I read RLlib Models, Preprocessors, and Action Distributions — Ray v2.0.0.dev0 and decided to write a wrapper around my environment, but it appears to cause issues with the preprocessor. I am using ray version (1.1.0). The output of my environment is as follows:
>>>[(k,v.shape) for k, v in observations]
[('objectgoal', (1,)), ('compass', (1,)), ('gps', (2,)), ('encoder', (512,))]
>>>print(self.observation_space.spaces)
Dict(compass:Box(-3.141592653589793, 3.141592653589793, (1,), float64), gps:Box(-3.4028234663852886e+38, 3.4028234663852886e+38, (2,), float32), objectgoal:Box(0, 20, (1,), int64), encoder:Box(-3.4028234663852886e+38, 3.4028234663852886e+38, (512,), float32))
However, I get the following error:
...
File "/usr/local/lib/python3.8/dist-packages/ray/rllib/evaluation/sampler.py", line 568, in _env_runner
_process_observations_w_trajectory_view_api(
File "/usr/local/lib/python3.8/dist-packages/ray/rllib/evaluation/sampler.py", line 1020, in _process_observations_w_trajectory_view_api
prep_obs: EnvObsType = _get_or_raise(preprocessors,
File "/usr/local/lib/python3.8/dist-packages/ray/rllib/models/preprocessors.py", line 240, in transform
self.write(observation, array, 0)
File "/usr/local/lib/python3.8/dist-packages/ray/rllib/models/preprocessors.py", line 251, in write
p.write(o, array, offset)
File "/usr/local/lib/python3.8/dist-packages/ray/rllib/models/preprocessors.py", line 174, in write
array[offset:offset + self._size] = np.array(
ValueError: could not broadcast input array from shape (512) into shape (2)
Observations, their shapes, and matching preprocessors in rllib.models.preprocessors
:
compass (1,) [<ray.rllib.models.preprocessors.NoPreprocessor object at 0x7fca88f7df70>, <ray.rllib.models.preprocessors.NoPreprocessor object at 0x7fca89020070>, <ray.rllib.models.preprocessors.NoPreprocessor object at 0x7fca890200d0>, <ray.rllib.models.preprocessors.NoPreprocessor object at 0x7fca89020100>]
encoder (512,) [<ray.rllib.models.preprocessors.NoPreprocessor object at 0x7fca88f7df70>, <ray.rllib.models.preprocessors.NoPreprocessor object at 0x7fca89020070>, <ray.rllib.models.preprocessors.NoPreprocessor object at 0x7fca890200d0>, <ray.rllib.models.preprocessors.NoPreprocessor object at 0x7fca89020100>]

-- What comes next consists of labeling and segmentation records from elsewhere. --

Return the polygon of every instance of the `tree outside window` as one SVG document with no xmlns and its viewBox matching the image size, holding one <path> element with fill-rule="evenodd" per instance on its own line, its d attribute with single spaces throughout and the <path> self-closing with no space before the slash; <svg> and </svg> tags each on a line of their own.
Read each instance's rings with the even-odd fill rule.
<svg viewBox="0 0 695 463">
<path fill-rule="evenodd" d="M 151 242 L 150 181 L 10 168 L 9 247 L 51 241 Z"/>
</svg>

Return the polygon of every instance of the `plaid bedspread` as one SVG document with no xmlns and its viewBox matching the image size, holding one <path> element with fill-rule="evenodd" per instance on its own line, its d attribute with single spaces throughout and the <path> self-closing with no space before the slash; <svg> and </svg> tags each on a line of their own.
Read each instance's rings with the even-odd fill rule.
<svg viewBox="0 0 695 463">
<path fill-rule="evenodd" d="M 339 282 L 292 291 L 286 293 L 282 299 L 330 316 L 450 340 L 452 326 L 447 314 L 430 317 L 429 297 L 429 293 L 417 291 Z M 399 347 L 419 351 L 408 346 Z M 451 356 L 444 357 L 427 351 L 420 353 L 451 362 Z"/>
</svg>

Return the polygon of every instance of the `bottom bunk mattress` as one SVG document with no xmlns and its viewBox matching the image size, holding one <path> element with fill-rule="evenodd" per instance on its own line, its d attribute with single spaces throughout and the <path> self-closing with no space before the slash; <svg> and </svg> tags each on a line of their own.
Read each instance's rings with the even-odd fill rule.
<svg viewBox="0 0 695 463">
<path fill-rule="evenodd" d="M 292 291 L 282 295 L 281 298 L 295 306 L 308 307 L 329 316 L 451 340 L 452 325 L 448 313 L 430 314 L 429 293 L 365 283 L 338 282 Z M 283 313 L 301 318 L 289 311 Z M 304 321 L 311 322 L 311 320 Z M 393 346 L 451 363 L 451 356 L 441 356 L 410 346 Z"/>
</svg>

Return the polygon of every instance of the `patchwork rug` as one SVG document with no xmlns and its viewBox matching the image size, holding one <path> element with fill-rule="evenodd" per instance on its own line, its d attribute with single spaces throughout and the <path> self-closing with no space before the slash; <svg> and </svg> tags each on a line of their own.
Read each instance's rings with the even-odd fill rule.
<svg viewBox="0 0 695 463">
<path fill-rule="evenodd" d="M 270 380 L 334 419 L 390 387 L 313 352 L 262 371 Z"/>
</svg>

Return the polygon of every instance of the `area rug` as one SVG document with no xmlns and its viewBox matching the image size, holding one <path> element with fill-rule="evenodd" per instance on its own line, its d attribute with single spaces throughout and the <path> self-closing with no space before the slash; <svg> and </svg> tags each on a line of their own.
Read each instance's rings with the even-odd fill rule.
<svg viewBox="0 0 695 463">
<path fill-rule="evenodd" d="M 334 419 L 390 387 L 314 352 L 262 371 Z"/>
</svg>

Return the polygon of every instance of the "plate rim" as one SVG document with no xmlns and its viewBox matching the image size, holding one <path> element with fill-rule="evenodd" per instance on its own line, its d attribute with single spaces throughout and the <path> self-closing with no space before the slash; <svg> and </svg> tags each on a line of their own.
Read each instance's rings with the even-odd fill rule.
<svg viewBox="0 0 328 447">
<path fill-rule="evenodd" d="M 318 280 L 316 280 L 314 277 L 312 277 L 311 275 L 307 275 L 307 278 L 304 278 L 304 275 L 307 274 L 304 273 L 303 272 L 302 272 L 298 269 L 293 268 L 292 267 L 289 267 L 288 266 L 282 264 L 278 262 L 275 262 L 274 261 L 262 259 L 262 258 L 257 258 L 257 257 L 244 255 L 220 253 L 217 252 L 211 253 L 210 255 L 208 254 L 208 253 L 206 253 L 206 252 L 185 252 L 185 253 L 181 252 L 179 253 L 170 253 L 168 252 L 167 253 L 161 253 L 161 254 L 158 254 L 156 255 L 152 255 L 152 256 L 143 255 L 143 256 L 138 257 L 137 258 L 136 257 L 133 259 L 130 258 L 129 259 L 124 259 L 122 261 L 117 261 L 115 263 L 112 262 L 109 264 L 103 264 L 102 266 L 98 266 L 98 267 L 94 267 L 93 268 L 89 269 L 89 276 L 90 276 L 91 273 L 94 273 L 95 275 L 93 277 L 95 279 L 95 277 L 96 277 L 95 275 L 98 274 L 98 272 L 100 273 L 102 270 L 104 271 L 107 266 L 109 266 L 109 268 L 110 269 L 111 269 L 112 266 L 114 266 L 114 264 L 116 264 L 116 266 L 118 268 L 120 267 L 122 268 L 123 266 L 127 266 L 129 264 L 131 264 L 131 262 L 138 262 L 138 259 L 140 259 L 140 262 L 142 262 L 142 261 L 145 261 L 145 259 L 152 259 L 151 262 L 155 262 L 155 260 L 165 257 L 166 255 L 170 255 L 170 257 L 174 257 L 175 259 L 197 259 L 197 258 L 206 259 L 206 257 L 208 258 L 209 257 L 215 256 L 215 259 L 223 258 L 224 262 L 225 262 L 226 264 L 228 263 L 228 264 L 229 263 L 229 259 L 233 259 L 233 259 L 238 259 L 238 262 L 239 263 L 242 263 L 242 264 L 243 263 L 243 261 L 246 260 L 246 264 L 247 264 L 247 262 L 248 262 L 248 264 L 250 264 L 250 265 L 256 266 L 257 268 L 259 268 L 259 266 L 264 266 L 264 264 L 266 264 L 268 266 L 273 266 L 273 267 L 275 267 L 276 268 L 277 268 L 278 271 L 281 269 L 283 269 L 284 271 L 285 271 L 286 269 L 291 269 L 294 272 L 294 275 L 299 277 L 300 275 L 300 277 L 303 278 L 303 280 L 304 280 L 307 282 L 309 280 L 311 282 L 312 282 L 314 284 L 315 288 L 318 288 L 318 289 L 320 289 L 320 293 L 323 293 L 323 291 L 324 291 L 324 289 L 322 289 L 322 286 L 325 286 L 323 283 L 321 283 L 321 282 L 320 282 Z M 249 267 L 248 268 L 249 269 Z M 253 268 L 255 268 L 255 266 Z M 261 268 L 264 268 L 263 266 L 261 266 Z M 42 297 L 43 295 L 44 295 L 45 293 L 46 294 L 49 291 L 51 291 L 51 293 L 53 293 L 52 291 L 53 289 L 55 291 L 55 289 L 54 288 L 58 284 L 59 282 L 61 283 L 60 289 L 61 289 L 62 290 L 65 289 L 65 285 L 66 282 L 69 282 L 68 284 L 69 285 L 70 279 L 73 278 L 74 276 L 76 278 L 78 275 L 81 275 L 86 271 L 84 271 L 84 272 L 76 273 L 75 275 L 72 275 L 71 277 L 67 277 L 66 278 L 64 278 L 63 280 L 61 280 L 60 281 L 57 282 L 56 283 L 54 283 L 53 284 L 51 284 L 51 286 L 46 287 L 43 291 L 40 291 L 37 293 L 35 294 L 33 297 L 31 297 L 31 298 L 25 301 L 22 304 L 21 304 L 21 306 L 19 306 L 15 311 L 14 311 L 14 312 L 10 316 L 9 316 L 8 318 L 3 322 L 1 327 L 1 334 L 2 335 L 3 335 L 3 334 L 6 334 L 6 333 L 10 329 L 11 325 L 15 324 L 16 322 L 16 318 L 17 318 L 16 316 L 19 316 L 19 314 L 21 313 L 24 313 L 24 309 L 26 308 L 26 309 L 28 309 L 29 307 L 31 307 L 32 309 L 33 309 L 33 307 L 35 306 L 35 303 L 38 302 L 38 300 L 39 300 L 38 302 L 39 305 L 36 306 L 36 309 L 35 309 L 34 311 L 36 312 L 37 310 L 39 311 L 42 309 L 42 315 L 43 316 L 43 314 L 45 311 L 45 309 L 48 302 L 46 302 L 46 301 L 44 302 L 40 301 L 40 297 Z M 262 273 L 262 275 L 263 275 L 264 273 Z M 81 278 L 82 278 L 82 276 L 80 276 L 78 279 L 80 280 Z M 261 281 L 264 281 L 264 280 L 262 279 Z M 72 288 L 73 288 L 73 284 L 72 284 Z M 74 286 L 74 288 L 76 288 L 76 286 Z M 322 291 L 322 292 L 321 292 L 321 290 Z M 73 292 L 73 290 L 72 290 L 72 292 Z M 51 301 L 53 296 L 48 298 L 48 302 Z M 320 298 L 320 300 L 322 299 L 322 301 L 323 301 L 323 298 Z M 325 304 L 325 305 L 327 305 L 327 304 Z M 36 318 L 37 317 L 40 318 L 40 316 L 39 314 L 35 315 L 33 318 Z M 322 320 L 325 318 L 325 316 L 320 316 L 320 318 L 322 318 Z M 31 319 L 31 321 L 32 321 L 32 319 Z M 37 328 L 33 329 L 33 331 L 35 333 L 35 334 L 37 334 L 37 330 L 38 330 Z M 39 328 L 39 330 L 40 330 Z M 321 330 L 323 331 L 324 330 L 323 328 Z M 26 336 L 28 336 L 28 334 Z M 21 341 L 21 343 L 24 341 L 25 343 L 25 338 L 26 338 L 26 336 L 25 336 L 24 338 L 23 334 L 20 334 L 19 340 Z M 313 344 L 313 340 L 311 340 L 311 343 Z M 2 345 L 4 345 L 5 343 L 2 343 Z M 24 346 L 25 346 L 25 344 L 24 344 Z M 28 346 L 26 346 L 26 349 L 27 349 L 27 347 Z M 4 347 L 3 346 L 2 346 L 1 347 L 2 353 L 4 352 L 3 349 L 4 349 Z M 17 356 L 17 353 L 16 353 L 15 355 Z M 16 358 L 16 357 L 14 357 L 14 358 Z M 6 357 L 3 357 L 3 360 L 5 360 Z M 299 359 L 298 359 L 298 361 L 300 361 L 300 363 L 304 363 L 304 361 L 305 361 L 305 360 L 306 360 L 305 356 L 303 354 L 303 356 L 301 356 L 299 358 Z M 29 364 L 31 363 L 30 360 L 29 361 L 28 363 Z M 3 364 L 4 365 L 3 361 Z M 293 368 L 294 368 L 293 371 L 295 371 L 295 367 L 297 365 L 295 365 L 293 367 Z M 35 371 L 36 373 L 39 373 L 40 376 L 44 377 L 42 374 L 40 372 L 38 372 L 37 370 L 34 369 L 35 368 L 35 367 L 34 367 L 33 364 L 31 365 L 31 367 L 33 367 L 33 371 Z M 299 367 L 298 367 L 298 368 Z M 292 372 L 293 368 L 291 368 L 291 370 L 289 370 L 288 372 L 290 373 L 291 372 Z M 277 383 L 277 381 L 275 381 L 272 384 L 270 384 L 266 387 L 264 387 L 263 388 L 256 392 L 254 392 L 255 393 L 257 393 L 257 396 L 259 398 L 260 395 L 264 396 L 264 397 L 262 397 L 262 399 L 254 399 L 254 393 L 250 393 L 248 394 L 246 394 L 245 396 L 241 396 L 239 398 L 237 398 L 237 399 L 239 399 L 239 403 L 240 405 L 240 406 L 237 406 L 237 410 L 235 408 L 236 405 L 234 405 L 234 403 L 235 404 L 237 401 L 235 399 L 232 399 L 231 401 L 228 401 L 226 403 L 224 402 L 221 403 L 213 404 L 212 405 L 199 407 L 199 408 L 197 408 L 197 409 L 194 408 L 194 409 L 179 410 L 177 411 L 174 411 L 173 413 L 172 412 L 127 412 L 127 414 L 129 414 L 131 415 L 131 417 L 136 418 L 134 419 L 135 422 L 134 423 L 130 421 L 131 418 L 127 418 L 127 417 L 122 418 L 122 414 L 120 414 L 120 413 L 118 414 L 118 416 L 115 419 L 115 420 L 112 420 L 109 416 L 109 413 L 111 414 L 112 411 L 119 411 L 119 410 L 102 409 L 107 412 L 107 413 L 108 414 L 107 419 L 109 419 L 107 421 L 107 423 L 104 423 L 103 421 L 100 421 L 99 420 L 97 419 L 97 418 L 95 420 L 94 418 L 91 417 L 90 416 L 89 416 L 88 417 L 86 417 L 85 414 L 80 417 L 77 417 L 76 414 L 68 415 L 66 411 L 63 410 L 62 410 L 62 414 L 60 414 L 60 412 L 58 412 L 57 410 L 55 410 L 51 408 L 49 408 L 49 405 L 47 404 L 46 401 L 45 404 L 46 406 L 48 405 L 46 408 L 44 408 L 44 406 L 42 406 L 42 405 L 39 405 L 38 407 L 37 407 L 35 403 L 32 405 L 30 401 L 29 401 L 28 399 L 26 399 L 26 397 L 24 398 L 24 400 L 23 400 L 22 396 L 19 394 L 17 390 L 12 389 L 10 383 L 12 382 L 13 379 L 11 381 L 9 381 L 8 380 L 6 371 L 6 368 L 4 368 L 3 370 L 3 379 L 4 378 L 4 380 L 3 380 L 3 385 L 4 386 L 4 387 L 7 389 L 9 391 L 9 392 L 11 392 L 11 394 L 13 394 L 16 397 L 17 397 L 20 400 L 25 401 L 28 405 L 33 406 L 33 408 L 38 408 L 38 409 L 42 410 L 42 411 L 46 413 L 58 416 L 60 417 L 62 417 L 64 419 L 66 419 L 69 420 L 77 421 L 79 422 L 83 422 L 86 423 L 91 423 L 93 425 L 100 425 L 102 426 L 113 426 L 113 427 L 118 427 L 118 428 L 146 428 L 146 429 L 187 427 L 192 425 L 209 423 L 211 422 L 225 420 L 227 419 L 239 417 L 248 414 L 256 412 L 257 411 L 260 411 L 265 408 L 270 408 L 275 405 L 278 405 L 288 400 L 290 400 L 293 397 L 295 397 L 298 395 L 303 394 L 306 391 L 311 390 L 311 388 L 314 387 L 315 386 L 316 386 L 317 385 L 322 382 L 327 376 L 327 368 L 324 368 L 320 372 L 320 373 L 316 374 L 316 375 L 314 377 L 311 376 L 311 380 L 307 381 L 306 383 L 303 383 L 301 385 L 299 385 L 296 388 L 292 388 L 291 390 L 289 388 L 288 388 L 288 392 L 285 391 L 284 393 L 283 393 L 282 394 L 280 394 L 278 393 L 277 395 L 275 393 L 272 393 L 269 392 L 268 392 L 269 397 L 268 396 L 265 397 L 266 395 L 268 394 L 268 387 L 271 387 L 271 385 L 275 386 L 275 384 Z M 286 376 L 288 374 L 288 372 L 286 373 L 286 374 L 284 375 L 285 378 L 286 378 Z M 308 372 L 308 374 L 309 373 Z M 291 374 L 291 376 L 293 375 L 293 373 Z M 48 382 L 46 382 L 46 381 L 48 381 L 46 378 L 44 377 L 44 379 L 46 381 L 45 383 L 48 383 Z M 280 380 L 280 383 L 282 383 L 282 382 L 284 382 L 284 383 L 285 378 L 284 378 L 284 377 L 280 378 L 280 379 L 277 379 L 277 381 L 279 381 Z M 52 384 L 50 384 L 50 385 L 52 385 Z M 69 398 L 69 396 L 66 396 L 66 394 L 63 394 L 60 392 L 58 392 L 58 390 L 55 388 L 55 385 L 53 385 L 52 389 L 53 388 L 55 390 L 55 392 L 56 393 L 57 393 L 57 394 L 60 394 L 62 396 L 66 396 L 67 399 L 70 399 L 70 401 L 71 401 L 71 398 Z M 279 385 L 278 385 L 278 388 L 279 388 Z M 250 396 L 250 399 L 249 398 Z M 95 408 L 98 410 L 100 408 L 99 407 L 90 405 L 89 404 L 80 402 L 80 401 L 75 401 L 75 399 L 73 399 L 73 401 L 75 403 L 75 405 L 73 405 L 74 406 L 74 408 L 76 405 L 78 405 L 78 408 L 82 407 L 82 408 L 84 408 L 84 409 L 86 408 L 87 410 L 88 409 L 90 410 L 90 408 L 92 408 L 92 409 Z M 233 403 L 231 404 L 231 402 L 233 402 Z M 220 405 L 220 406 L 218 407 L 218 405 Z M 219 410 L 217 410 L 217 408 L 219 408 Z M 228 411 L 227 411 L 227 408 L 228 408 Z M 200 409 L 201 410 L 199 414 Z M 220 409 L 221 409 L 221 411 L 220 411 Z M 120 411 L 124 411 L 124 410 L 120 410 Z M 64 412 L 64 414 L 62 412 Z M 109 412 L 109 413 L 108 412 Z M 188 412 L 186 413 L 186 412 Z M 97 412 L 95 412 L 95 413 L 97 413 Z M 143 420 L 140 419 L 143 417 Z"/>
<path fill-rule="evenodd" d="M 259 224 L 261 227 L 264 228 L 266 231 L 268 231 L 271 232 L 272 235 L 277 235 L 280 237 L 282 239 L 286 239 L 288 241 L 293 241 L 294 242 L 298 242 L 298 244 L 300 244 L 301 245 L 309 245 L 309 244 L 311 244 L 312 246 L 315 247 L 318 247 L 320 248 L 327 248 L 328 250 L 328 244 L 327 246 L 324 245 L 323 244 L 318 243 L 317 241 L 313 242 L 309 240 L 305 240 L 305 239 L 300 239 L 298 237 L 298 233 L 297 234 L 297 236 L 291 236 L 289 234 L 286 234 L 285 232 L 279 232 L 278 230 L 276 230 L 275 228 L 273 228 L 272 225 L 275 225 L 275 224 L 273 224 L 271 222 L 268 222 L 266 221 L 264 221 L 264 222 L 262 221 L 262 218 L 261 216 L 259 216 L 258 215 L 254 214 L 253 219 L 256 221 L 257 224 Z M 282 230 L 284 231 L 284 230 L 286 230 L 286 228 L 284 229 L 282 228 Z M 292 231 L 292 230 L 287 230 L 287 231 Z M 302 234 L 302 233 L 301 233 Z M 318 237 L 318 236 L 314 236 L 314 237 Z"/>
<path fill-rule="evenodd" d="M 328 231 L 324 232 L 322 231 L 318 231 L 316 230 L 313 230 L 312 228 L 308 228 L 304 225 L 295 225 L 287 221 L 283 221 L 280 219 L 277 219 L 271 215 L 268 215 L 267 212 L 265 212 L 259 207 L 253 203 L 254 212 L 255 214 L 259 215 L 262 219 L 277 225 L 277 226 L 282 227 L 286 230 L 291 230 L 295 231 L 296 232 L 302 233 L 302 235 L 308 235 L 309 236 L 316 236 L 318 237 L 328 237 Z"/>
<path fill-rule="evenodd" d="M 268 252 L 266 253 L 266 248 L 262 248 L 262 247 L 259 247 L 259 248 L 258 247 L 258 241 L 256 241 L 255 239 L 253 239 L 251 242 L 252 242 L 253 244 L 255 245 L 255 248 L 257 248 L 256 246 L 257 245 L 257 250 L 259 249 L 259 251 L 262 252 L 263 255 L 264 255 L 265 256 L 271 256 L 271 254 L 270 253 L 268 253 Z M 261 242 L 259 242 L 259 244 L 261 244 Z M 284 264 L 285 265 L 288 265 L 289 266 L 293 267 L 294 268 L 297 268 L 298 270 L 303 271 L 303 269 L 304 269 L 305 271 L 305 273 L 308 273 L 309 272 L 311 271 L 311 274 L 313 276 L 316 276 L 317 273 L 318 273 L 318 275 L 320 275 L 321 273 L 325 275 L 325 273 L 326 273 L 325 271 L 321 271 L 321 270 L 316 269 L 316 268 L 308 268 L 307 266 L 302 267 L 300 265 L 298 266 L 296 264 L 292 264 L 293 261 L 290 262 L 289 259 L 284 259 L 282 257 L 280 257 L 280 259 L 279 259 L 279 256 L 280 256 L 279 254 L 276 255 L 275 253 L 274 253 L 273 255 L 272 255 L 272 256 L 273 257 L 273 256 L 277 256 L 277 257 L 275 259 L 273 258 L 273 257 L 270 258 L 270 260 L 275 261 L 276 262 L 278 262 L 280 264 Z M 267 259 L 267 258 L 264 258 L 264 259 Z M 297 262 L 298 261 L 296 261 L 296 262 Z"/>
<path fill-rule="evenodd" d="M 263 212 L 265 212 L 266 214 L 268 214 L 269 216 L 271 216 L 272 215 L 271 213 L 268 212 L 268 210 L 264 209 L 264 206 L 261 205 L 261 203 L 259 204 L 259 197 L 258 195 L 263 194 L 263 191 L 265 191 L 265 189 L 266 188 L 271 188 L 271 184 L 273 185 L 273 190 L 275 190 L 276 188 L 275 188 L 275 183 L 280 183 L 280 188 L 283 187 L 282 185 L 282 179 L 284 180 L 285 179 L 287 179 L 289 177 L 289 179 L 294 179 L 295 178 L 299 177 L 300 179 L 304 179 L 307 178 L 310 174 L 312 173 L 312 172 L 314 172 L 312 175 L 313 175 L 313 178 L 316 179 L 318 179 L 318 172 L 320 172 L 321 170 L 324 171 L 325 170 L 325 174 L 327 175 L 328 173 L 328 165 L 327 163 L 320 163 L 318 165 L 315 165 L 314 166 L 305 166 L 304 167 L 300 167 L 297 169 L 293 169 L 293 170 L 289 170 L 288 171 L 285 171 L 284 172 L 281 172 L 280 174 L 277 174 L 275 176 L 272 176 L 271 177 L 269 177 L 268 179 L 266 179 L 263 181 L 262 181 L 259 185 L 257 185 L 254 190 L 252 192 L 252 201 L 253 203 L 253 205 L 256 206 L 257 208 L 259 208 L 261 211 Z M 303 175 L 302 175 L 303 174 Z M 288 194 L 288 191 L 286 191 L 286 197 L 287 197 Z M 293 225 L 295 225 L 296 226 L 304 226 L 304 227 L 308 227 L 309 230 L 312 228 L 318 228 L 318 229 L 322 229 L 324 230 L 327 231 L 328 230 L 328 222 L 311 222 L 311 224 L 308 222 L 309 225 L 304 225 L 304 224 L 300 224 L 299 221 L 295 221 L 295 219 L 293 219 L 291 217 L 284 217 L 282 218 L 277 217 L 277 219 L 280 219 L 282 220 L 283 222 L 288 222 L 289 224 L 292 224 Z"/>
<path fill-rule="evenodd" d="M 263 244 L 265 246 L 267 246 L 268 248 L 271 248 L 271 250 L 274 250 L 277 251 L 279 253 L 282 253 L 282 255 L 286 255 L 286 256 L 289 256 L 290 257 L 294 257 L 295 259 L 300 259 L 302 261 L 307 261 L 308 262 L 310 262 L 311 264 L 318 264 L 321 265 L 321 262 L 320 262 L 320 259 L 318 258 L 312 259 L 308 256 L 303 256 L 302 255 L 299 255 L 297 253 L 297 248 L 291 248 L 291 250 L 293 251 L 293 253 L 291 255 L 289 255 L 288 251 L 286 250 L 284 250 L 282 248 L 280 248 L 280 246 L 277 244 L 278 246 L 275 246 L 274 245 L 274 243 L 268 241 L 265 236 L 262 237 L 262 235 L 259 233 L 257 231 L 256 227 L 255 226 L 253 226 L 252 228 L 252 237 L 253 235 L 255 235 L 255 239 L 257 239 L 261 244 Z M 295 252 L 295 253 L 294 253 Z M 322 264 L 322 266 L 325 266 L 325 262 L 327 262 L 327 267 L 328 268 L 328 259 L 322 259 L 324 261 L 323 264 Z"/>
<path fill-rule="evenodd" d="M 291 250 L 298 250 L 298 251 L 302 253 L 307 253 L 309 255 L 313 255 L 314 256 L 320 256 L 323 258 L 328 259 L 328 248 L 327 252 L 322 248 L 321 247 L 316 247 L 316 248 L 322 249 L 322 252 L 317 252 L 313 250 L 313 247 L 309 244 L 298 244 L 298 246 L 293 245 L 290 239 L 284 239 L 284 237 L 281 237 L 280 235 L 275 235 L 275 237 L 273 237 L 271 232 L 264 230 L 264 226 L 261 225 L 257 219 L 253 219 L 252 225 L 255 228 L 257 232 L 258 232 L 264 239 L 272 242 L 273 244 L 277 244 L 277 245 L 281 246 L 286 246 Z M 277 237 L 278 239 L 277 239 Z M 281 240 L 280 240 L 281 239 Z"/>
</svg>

EDIT: It appears the size of the preprocessor is incorrect:
>>>print(observation.shape, preprocessor.size)
(1,) 1
(512,) 2
EDIT2:
This appears to be a bug with the Dict
preprocessors. If I remove other observations (compass, GPS, objectgoal
) and encoder
is the only observation, everything runs fine.
EDIT3:
I thought this might be due to the ordering of observation_space
with respect to obs, so I sorted them equally yet the issue persists.
observation_space.spaces.keys(): odict_keys(['compass', 'gps', 'objectgoal', 'encoder'])
obs.keys(): dict_keys(['compass', 'gps', 'objectgoal', 'encoder'])
EDIT4:
Solved the issue by making obs
a collections.OrderedDict
instead of dict
. Even though the dicts are sorted in my environment, and dicts are guaranteed to maintain insertion order in python3, they must be reconstructed in the ray worker in such a way that the order changes.